I hardened the knife using my heat-treating oven as I do on most of my knives. Nonetheless, in retrospect, heating it in the forge might have resulted in less scale to clean off the blade due to the more-neutral atmosphere. After hardening and tempering I used a torch to soften the tang, which would enable me to add the desired filework.

Figure 3


To finish the hardened and tempered blade, all surfaces on the knife and guard had to be re-sanded to remove oxidation. The setup sanding that I did prior to forging the tang enabled me to sand only small amounts of material off critical places—such as the ricasso and guard face—to minimize the changes to the guard fit.
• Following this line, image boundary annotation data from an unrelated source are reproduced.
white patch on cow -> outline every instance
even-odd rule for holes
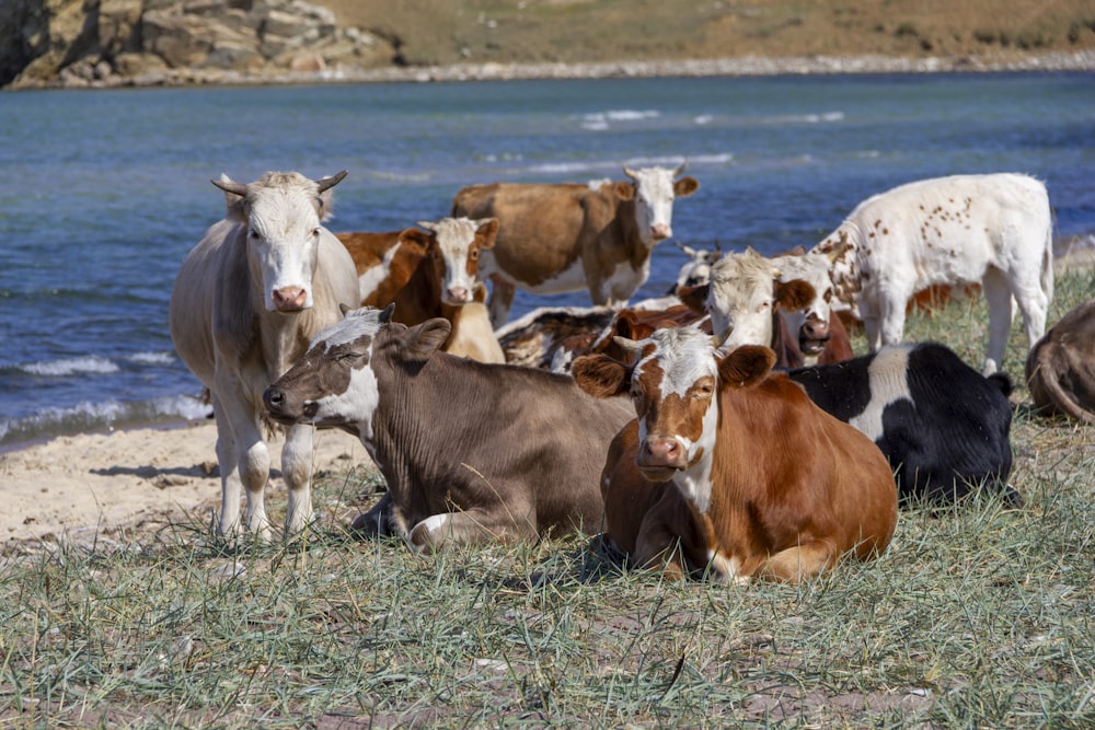
[[[441,299],[448,304],[464,304],[472,301],[476,278],[468,274],[468,256],[475,241],[479,221],[469,218],[442,218],[436,223],[418,224],[434,231],[437,247],[445,259]],[[454,292],[463,292],[463,299],[454,299]]]
[[[320,217],[315,183],[306,177],[278,188],[252,185],[249,193],[247,245],[263,277],[266,309],[275,311],[274,292],[304,291],[312,306],[312,274],[319,255]]]
[[[380,263],[366,269],[357,278],[357,288],[361,294],[361,301],[365,301],[372,296],[372,292],[377,290],[380,282],[389,277],[392,268],[392,260],[395,258],[395,254],[399,253],[400,246],[403,245],[403,241],[396,241],[395,245],[384,252],[384,257],[380,259]]]
[[[825,254],[808,252],[802,255],[776,256],[772,264],[780,270],[779,280],[783,282],[793,279],[802,279],[817,292],[814,299],[802,310],[780,310],[780,315],[787,323],[787,332],[796,336],[808,317],[814,317],[819,322],[829,322],[831,314],[830,302],[826,299],[829,292],[832,298],[832,279],[829,269],[832,262]]]
[[[886,406],[901,399],[912,401],[909,391],[909,352],[913,345],[884,347],[867,368],[871,401],[866,409],[848,422],[863,431],[872,441],[883,436],[883,413]]]
[[[989,305],[984,372],[1000,367],[1013,298],[1027,347],[1045,334],[1053,298],[1052,211],[1027,175],[953,175],[867,198],[815,246],[846,240],[832,267],[837,296],[863,320],[871,349],[902,339],[906,305],[935,285],[981,283]]]
[[[711,267],[706,309],[712,332],[730,333],[724,348],[771,347],[777,274],[772,262],[751,251],[726,254]]]
[[[635,224],[647,246],[673,234],[673,172],[667,167],[631,171],[635,183]],[[655,231],[658,232],[655,235]]]
[[[649,339],[644,340],[648,341],[655,344],[654,352],[635,366],[633,378],[643,378],[647,367],[657,363],[661,370],[662,398],[670,394],[685,397],[689,390],[703,378],[713,378],[717,383],[718,367],[715,362],[712,338],[699,327],[659,329]],[[639,439],[645,440],[648,432],[646,419],[641,419],[638,427]],[[711,468],[714,463],[717,434],[716,387],[716,393],[703,415],[700,439],[692,441],[680,433],[672,434],[684,450],[689,464],[688,468],[673,475],[673,484],[700,512],[706,512],[711,507]]]

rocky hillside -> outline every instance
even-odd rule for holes
[[[1092,0],[0,0],[10,89],[1000,68],[1095,68]]]

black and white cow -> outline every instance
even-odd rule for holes
[[[901,500],[958,500],[982,484],[1019,507],[1007,484],[1012,383],[988,378],[936,343],[890,345],[845,362],[791,371],[825,410],[866,433],[894,467]]]

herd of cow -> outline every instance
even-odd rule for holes
[[[883,552],[900,501],[987,489],[1022,505],[996,372],[1016,306],[1035,405],[1095,420],[1095,303],[1042,337],[1038,181],[904,185],[782,256],[687,250],[669,297],[629,305],[673,200],[700,184],[683,165],[624,172],[474,185],[440,221],[341,234],[323,222],[345,172],[214,181],[227,216],[184,260],[170,327],[217,421],[219,532],[270,536],[277,421],[287,534],[311,519],[313,429],[337,427],[388,484],[355,528],[417,551],[603,531],[672,575],[800,580]],[[901,343],[914,294],[971,285],[989,304],[984,374]],[[506,322],[517,288],[587,289],[592,305]],[[869,355],[852,351],[853,321]]]

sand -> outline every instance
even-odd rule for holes
[[[4,548],[96,536],[147,533],[173,520],[208,523],[220,507],[217,428],[212,421],[171,429],[59,437],[0,454]],[[270,443],[274,478],[267,509],[284,509],[283,439]],[[316,432],[316,471],[371,465],[365,447],[342,431]]]

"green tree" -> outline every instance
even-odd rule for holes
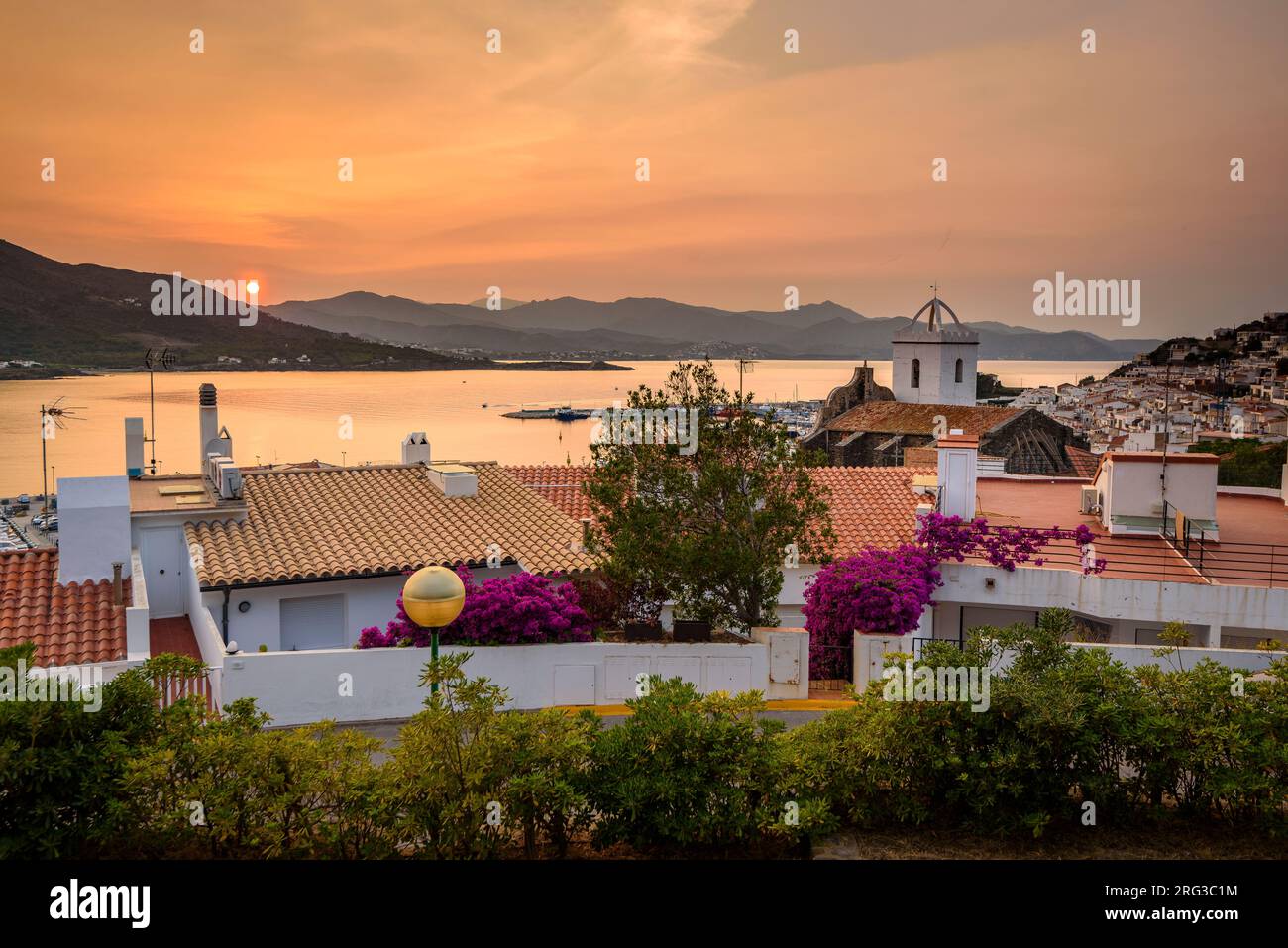
[[[833,542],[826,488],[810,477],[824,459],[799,451],[751,402],[720,384],[710,359],[679,363],[661,389],[632,392],[627,411],[684,408],[694,450],[601,439],[585,487],[605,574],[739,630],[777,621],[787,556],[826,562]]]

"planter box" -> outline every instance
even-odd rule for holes
[[[671,625],[675,641],[711,641],[711,623],[677,618]]]
[[[662,625],[658,622],[626,622],[622,626],[626,641],[661,641]]]

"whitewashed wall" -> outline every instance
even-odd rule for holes
[[[130,604],[125,609],[125,654],[142,661],[152,654],[148,614],[148,585],[143,577],[143,560],[130,550]]]
[[[620,705],[635,697],[640,672],[679,676],[703,693],[768,693],[770,684],[768,643],[442,648],[444,653],[456,650],[473,652],[466,672],[471,678],[486,675],[506,688],[515,708]],[[237,653],[224,659],[223,701],[252,697],[278,725],[410,717],[422,710],[429,694],[419,684],[428,661],[428,648]],[[352,697],[341,696],[346,680],[352,681]]]
[[[514,572],[518,572],[518,567],[475,569],[474,581],[483,582]],[[362,580],[234,589],[228,603],[228,640],[236,641],[243,652],[255,652],[260,645],[267,645],[269,652],[277,652],[282,647],[282,600],[343,595],[344,631],[348,636],[345,644],[357,645],[363,629],[376,626],[384,631],[389,621],[398,614],[398,594],[406,582],[406,576],[372,576]],[[216,625],[222,627],[223,592],[201,592],[200,596],[215,617]],[[243,602],[250,603],[250,608],[240,612],[237,607]]]

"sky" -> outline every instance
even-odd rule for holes
[[[1282,0],[6,4],[0,237],[264,304],[911,316],[938,283],[967,321],[1206,332],[1288,309],[1285,35]],[[1057,272],[1141,281],[1140,323],[1034,314]]]

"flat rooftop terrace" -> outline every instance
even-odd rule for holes
[[[1288,587],[1288,507],[1278,497],[1217,492],[1220,542],[1191,536],[1175,542],[1162,536],[1110,536],[1100,522],[1079,511],[1086,480],[980,479],[979,517],[990,526],[1060,527],[1086,524],[1096,535],[1096,556],[1106,560],[1100,576],[1114,580],[1197,582],[1222,586]],[[1050,544],[1041,567],[1081,569],[1072,541]],[[1032,560],[1025,565],[1037,565]]]

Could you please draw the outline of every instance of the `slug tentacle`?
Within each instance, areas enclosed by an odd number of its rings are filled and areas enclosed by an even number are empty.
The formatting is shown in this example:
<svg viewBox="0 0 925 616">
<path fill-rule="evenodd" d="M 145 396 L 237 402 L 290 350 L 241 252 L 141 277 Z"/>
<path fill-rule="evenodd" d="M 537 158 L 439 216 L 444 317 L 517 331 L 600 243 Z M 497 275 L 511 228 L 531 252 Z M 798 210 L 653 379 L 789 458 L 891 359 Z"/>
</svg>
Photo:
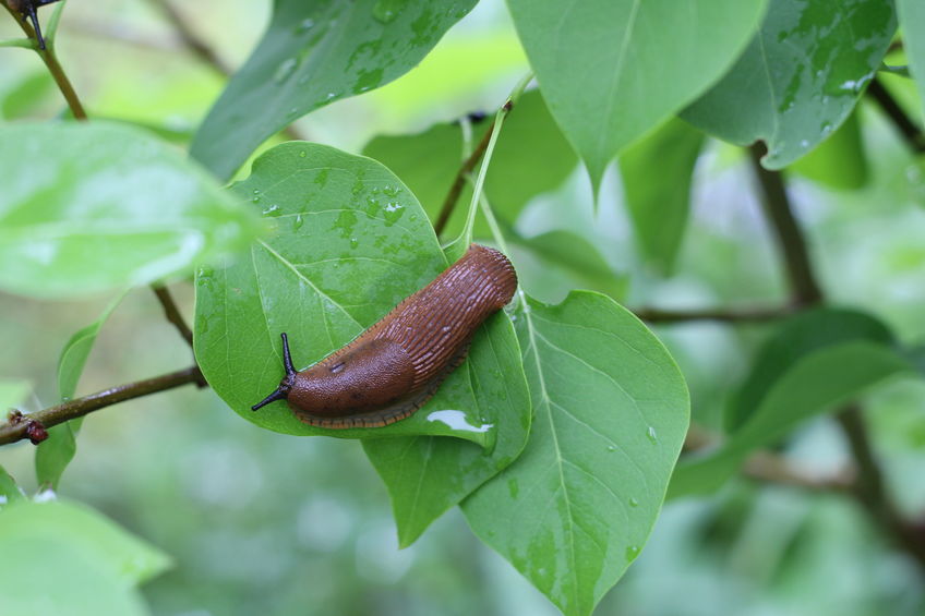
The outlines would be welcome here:
<svg viewBox="0 0 925 616">
<path fill-rule="evenodd" d="M 352 342 L 301 372 L 295 372 L 284 334 L 287 374 L 252 409 L 286 399 L 301 421 L 333 428 L 405 419 L 463 363 L 476 330 L 516 289 L 517 274 L 507 257 L 472 244 Z"/>
</svg>

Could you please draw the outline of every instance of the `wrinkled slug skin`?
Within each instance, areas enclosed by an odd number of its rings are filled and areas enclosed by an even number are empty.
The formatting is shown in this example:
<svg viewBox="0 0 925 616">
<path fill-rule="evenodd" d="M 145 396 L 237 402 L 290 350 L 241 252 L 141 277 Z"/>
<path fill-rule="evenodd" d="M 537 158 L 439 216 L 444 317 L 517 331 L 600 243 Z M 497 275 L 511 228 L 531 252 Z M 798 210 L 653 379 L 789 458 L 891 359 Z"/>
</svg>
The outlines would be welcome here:
<svg viewBox="0 0 925 616">
<path fill-rule="evenodd" d="M 297 373 L 289 406 L 321 427 L 374 427 L 407 418 L 463 363 L 479 325 L 516 289 L 507 257 L 472 244 L 352 342 Z"/>
</svg>

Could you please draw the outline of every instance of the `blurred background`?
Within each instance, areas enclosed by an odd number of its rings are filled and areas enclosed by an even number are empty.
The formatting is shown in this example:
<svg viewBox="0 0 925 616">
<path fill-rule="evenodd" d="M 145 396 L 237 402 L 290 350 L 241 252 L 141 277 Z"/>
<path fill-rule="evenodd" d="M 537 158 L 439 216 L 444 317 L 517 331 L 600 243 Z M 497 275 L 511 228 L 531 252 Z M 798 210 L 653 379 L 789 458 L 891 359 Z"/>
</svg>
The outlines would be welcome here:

Though not flawless, the final guard transitions were very clean on both the front and back faces (Figures 4 and 5).

From this point forward, finishing the Michael Price-style knife was a fairly typical progression of fitting the handle materials and shaping them to meet the tang, making sure to properly mask the carefully sanded faces. After shaping the handle, I added the filework to the tang, bluing and polishing as my design required. After every piece had received its final finish, I glued them all together with epoxy and added three piened nickel-silver pins to complete the knife (Figure 6).

Figure 6


The process of making a knife such as this requires more forethought and planning than most techniques that involve fitting a guard after all the forging is complete. It is also considerably more difficult to meet the high standards of fit and finish that are to be expected on today’s handmade knives. Working from a drawing helped to keep all aspects of the knife consistent with my desired result. Even so, reasoning out the order of polishing was still crucial, because each step limited access to certain places on the knife.

Such an inflexible order of operations begs the question, “Why use this process at all in our modern day and age?” If form, fit and finish are the primary goals, then using frame-handle construction would, indeed, give more reliable results for a knife of this shape. Additionally, it would be impossible to use this guard technique on any asymmetrical handles that flare directly after the guard.

From a practical standpoint, one answer is that forging the tang after slotting the guard is an expedient way to make a symmetrical handle without the meticulous and time-intensive machining that frame-handle construction requires.

Perhaps more importantly, however, practicing historical techniques shows attention to the history of knifemaking and adds a depth of craftsmanship to any given piece. It is a process of learning and re-learning that can yield different perspectives on what is possible in knifemaking, enriching the craftsperson and adding to the vitality of the craft.